ZFS Root on Archlinux

ZFS, Native Encryption, root's and you

About

I see repeated questions and general confusion surrounding zpool's and datasets for a zfs-on-root configuration so I figured that would make a good first post.

ZFS is a fully featured solution providing disk array management, its own filesystem and support for virtual block devices backed by the pool. It has a ton of transparent features for optimizing performance and efficiency for tuning in professional deployments.

Data integrity is verified through checksumming of each written record. With this zpool on a single disk is capable of detecting bitrot caused by a failing drive or a transient problem on the host allowing for an early reaction to failure. Redundant arrays can repair the corrupted data.

It also uses a Copy-on-Write methodology avoiding the write-hole problem in traditional hardware RAID5 arrays among other potential write truncation events.

Native Encryption, key notes and comparisons

ZFS's Native Encryption works 'at rest' meaning it encrypts data as it is written to the disks. This happens transparently alongside other features such as compression with advantages and other considerations.

ZSF Native Encryption uses modern encryption standards such as AES128/256 with either in Cipher Block Chaining (CBC) mode or Galoris/Counter Mode (GCM).
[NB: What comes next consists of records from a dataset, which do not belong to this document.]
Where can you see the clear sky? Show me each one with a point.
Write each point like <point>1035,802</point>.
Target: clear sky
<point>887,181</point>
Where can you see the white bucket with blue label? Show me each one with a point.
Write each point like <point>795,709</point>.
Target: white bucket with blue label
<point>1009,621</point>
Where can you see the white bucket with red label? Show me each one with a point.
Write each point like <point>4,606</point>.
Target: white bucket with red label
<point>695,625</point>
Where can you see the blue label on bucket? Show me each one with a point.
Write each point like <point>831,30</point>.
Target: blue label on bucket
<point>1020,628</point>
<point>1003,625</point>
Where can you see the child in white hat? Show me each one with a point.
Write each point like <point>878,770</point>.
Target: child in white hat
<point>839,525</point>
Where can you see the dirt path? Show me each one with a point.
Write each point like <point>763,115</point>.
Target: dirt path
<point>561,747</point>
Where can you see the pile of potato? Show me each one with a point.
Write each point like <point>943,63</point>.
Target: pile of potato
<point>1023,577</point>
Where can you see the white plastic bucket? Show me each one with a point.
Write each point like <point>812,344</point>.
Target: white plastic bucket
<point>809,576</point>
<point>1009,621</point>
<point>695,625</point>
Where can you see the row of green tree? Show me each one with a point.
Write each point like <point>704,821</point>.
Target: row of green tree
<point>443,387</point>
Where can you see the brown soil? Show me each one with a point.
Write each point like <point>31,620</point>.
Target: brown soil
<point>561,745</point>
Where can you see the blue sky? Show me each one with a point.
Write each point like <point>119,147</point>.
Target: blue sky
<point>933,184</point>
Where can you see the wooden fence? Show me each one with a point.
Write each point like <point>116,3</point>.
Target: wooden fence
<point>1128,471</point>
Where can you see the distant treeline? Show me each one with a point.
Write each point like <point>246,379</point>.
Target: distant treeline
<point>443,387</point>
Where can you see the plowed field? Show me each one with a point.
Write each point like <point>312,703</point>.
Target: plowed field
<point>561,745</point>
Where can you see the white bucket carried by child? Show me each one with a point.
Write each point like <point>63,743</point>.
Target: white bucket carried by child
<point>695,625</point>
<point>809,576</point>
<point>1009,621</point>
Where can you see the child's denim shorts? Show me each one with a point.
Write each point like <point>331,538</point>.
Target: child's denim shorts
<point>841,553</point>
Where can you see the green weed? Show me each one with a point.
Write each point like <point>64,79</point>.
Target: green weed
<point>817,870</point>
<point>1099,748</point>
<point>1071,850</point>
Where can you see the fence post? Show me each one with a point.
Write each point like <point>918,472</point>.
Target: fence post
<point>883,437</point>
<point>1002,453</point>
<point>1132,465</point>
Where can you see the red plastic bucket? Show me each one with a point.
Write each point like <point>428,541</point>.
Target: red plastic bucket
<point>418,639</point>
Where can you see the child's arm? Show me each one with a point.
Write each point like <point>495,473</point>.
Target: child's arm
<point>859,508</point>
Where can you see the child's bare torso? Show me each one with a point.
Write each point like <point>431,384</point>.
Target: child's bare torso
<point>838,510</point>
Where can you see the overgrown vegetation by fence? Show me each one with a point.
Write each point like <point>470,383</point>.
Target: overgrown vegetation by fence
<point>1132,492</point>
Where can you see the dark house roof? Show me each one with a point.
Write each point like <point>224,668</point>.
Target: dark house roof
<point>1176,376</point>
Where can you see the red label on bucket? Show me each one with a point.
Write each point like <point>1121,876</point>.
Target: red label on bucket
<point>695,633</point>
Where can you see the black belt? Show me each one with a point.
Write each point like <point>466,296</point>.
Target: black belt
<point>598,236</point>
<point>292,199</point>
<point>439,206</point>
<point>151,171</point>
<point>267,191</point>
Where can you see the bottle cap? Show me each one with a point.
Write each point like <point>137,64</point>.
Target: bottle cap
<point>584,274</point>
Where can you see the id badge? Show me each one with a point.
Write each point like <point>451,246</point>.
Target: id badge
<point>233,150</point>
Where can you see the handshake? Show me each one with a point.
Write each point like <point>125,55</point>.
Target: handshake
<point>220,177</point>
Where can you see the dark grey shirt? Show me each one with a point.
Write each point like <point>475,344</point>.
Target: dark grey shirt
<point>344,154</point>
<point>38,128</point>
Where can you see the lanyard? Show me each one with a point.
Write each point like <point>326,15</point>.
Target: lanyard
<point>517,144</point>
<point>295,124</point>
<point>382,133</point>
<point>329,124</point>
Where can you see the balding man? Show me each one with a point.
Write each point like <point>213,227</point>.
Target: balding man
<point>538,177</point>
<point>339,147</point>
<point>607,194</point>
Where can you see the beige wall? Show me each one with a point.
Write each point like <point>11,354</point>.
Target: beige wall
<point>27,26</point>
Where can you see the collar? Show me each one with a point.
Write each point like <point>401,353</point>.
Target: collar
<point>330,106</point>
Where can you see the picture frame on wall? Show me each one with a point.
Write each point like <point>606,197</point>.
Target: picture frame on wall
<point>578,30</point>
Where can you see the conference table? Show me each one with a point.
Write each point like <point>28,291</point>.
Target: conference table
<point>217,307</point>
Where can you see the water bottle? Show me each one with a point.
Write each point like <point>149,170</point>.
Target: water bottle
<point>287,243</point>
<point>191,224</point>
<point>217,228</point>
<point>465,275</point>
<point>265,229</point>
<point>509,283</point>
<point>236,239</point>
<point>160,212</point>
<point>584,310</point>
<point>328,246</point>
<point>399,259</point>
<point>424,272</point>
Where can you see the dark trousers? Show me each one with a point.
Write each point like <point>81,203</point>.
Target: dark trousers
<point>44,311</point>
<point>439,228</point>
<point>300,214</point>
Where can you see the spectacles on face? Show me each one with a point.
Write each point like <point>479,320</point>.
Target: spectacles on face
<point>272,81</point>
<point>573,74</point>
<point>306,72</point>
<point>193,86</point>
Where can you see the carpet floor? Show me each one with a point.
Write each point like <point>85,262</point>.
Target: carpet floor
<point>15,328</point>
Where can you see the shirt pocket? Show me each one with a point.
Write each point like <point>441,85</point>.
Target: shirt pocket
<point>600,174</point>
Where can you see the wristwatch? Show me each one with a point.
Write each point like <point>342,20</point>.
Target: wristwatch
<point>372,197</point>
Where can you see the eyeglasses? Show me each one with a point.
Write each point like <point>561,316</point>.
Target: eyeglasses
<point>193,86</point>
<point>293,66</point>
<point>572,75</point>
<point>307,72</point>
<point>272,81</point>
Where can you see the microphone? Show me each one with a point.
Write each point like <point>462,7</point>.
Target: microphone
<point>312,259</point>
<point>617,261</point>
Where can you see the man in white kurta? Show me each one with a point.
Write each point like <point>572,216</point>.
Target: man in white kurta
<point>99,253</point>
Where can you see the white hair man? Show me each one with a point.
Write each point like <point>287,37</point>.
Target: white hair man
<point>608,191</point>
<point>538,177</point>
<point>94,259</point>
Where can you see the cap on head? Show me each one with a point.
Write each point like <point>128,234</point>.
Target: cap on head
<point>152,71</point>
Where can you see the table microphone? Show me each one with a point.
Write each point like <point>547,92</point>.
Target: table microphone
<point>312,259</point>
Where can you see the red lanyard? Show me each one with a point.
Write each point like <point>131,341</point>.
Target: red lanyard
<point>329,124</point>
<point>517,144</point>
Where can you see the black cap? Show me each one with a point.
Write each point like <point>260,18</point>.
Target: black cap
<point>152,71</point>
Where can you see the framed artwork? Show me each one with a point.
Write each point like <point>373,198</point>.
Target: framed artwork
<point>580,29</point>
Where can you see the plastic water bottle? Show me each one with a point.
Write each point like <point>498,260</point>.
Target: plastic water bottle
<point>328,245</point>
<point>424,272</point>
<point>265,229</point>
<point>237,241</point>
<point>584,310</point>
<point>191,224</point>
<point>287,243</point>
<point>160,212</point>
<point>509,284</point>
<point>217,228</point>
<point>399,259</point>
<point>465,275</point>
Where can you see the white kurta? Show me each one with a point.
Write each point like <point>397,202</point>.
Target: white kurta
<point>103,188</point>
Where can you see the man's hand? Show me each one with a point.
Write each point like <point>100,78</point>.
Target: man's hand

GCM supports multithreading and is the recommended choice (aes-256-gcm). It also happens to be the default when encryption is set to on.

As encryption is enabled per-dataset (or volume) it doesn't encrypt metadata regarding the zpool itself. This means running zfs list will still show an encrypted dataset's name and properties though its contents cannot be read without unlocking it with a passphrase or keyfile. Some consider this unacceptable though this model poses no security risk for the data inside.

This design choice comes with powerful benefits such as being able to verify the integrity of the data in a scrub operation without having to unlock the dataset. This also means you can also send a raw snapshot of an encrypted dataset to another zpool or remote zpool without decrypting it. The destination can safely store a copy and even check it for errors during a scrub without ever having access to the content inside.

OpenZFS have implemented this feature from the ground up. Its capable of achieving great speeds on modern CPUs with relevant acceleration though could prove to be an undercut for IO performance on older systems. I've personally found that older model laptops achieve significantly slower throughput with native encryption compared with today's desktop CPUs of many cores/threads to do work on.

LUKS (Linux Unified Key Setup)

LUKS is the tried and tested go-to for Linux disk encryption featuring great performance and compatibility with any filesystem as it presents the underlying storage as a virtual block device ready to be formatted with anything. It can be used directly on a disk or partition before putting a filesytem on top. It is often used in conjunction with other software array management tools such as mdadm or lvm to encrypt a virtual block device such as LVM's Logical Volumes. Some even run LUKS on top of a ZFS zvol.

In difference to Native Encryption on ZFS where the dataset metadata is known and accessible on a zpool, LUKS encrypts all writes to the virtual block device it exposes. Instead of unlocking a ZFS dataset at boot time one could opt to unlock a LUKS-encrypted whole-disk and mount the underlying partitioned filesystem. Or one could make your zpool on top of disks encrypted with LUKS if desired.

A combination of ZFS and LUKS (disk>Luks>zpool>dataset / zfs>zvol>luks>filesystem) can eliminate the metadata concern some have with luks encrypting everything. Though the metadata of zfs datasets and volumes pose no threat following a sound encryption implementation with a securely stored passphrase or keyfile for unlocking them.

Using ZFS for a root filesystem

There are good reasons to use ZFS as your rootfs. Not only is a rootfs well compressible but the use of ZFS is transparent to the operating system allowing us to take advantage of many relevant features for workstation setup such as native encryption, transparent compression and snapshotting for easy rollbacks or emergency retrieval of something which has been deleted.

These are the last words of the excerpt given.